6 Text Filtering Uses for the Linux awk Command

The AWK command is a versatile text processing tool in Linux. It filters and manipulates files using models, conditions and actions. It supports a wide range of scenarios, which makes it easy to extract specific data from newspapers, configuration files or any text file.
Here are some common ways to filter the text with AWK. They include regular expression research, a selection of lines and fields, digital filtering, and more.
Match the text using regular expressions
Although Regex has a notoriously steep learning curve, it is the Swiss knife of the manipulation of the text. When you use it with tools like AWK, you can search for models, from simple to complex, on whole files in milliseconds.
Let’s start with the basic syntax:
awk '/pattern/ {print}' filename`
The front slashes say to AWK that you use a regular expression, and the curly hugs contain the action to be carried out on a correspondence.
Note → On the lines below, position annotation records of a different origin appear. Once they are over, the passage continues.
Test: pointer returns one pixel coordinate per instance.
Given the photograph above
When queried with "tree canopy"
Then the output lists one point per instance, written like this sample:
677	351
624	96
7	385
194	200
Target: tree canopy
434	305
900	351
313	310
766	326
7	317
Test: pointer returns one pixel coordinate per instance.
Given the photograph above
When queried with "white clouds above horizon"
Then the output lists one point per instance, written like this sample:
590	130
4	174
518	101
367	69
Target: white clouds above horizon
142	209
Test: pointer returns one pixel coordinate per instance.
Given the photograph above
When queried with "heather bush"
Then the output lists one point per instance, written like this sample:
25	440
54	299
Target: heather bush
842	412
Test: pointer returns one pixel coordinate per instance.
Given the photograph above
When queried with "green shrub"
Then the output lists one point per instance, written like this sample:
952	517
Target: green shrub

For example, you can print all the newspaper inputs containing “error” from a journal file with this:
awk '/error/ {print}' syslog.log
This line enters each line containing the word error, but Regex allows you to go further. For example, to find lines starting with information or warn, use this command:
awk '/^(INFO|WARN)/ {print}' syslog.log
Here, the pipe | acts as one or an operator, and the Caret ^ corresponds to the beginning of a line.
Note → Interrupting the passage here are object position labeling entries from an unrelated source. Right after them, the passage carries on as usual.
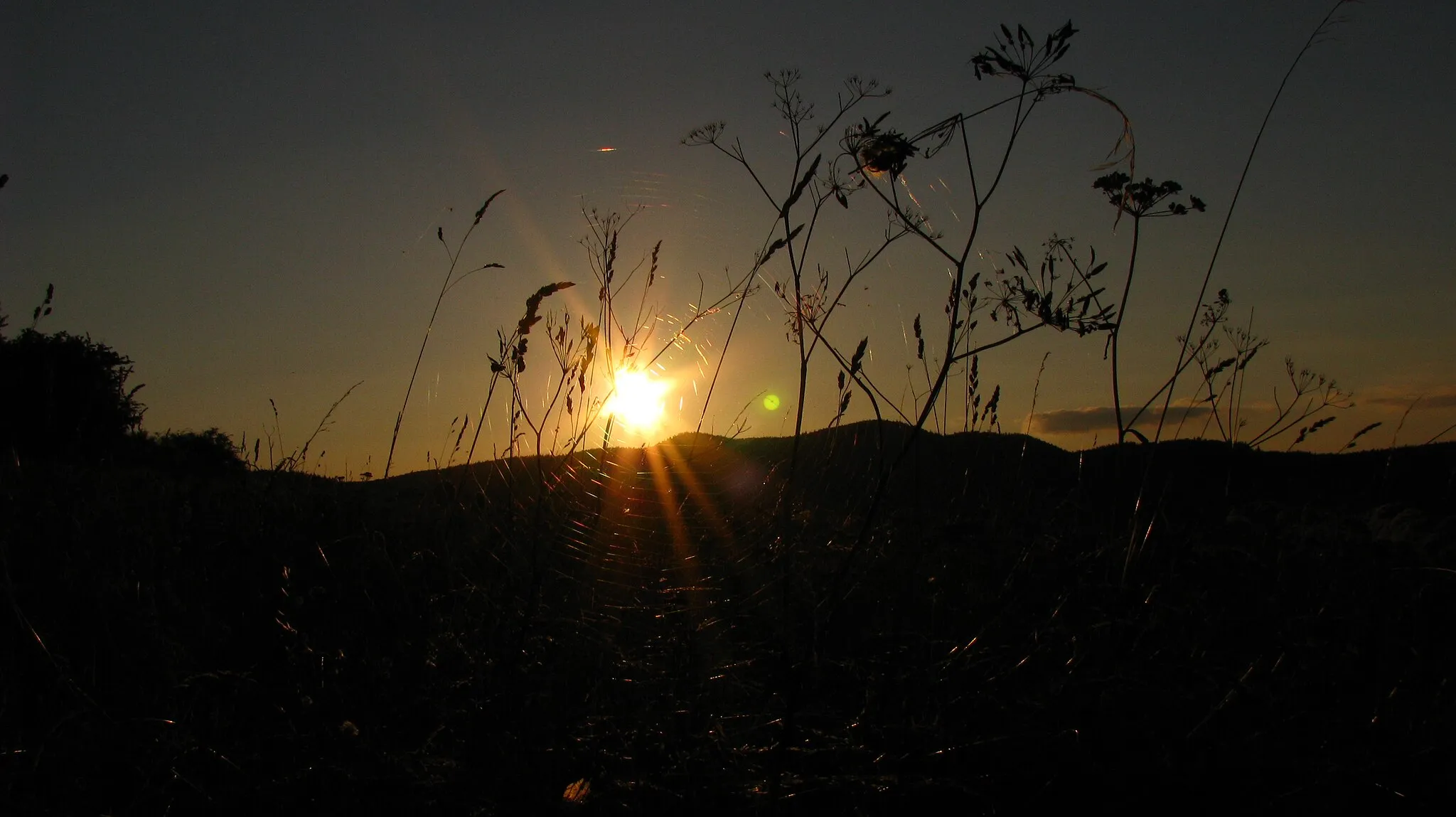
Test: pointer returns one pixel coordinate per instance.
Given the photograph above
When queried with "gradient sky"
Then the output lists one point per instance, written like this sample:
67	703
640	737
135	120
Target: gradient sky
244	197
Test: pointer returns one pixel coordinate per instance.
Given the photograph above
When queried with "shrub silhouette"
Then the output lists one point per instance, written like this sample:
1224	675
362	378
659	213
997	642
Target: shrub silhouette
65	397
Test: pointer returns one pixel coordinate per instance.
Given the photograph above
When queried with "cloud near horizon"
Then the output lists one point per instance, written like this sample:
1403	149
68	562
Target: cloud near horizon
1439	398
1100	418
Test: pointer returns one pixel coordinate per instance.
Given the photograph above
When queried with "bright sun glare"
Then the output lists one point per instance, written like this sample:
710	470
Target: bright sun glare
638	401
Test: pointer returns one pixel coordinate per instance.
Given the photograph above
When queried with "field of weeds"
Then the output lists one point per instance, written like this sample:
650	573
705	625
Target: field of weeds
672	629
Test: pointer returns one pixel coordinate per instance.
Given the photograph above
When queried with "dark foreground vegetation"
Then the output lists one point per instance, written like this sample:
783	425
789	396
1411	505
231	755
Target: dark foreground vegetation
683	634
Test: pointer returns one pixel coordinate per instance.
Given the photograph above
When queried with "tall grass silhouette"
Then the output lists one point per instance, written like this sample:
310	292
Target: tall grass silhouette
890	616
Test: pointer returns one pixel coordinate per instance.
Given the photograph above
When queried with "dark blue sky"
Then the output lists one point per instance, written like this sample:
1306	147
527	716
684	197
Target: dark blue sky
244	197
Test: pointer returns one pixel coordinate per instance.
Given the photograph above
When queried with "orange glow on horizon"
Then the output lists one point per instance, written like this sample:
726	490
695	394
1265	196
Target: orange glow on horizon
638	401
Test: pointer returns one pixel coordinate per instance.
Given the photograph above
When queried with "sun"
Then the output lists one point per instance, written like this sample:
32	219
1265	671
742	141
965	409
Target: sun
638	401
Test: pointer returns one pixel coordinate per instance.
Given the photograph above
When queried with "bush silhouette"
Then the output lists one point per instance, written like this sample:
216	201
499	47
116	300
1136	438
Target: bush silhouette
65	397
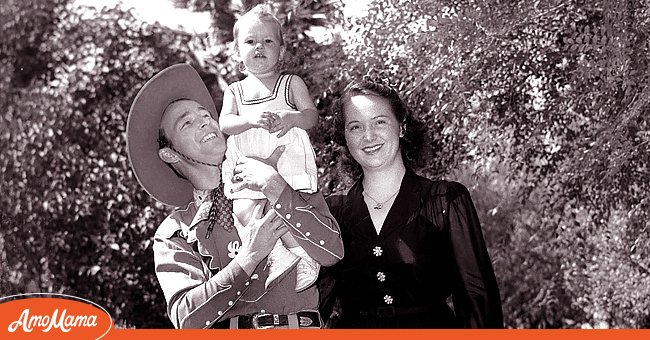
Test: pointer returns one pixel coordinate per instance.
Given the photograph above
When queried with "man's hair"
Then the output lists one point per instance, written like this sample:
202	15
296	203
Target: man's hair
261	13
165	142
412	128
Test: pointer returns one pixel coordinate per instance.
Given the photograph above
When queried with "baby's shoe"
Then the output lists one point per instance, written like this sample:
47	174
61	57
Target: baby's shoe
307	269
279	262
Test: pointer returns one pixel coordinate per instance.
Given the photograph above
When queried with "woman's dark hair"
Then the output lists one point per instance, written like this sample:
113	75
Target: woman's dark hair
412	128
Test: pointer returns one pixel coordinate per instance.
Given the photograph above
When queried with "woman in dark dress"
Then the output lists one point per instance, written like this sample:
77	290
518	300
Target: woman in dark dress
414	251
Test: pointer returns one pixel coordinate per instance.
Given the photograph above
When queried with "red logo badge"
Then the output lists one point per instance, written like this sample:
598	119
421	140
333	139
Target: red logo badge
38	315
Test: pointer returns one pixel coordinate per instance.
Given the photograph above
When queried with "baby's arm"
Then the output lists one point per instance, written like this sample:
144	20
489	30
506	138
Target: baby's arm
305	117
232	123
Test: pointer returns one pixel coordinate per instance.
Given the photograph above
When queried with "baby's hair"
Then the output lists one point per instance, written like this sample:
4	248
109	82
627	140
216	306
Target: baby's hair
261	13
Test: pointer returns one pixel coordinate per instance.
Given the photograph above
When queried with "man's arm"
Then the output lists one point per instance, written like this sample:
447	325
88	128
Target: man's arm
307	215
196	300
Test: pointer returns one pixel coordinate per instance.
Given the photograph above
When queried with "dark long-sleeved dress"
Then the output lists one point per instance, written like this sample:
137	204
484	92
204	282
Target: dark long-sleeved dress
430	248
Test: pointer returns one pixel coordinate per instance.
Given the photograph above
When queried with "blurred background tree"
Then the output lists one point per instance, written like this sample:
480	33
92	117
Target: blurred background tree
539	107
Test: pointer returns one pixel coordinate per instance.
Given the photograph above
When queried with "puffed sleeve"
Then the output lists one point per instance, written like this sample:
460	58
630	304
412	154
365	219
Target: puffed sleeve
194	299
311	224
476	299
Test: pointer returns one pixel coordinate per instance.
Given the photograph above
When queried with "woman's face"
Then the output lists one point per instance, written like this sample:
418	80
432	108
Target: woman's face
372	132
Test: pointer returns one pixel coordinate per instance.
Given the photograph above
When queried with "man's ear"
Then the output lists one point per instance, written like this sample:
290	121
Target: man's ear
167	155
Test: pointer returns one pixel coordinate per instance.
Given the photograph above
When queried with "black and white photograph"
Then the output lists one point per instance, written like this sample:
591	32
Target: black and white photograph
318	164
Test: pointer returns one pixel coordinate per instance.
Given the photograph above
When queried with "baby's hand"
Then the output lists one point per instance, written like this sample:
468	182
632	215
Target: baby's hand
263	120
283	123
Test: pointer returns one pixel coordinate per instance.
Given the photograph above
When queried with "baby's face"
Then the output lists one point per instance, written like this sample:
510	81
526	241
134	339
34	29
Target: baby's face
259	46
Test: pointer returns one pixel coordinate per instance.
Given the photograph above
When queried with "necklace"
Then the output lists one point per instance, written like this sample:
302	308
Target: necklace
380	205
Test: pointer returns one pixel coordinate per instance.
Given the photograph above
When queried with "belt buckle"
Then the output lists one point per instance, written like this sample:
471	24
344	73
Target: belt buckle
255	322
386	312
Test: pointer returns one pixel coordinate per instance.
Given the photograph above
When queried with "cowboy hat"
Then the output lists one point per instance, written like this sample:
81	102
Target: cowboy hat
179	81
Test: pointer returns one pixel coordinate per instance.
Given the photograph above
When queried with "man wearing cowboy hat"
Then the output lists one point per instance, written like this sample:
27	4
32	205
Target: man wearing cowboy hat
212	271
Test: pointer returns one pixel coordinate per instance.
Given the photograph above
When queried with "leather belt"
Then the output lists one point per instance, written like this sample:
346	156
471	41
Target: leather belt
302	319
391	312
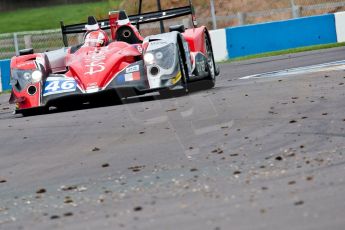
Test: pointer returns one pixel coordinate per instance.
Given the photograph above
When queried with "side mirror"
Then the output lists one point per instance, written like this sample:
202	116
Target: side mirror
178	28
26	51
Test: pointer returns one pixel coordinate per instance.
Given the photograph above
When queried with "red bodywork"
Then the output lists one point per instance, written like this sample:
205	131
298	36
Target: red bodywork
93	69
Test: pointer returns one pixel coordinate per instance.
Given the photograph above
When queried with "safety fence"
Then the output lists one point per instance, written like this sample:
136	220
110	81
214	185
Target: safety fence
235	13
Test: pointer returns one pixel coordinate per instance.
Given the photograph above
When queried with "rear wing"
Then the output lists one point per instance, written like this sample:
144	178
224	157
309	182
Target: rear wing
137	19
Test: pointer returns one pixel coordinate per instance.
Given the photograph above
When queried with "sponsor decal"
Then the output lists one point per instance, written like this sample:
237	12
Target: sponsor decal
58	85
132	69
140	49
132	76
123	78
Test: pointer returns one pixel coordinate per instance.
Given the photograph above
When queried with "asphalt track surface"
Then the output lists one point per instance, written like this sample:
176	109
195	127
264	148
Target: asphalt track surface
249	154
What I like about Regex is that it goes beyond exact words, allowing you to use generic characters for more complex research. For example, you can find email addresses in a text file with this model:
awk '/[a-zA-Z0-9]+@[a-zA-Z0-9]+\.[a-zA-Z]+/ {print}' contacts.txt
This model corresponds to the sequences of letters and numbers, followed by a symbol, more letters and figures, a point and finally more letters. Although it is not perfect for each e-mail format, it catches the most common.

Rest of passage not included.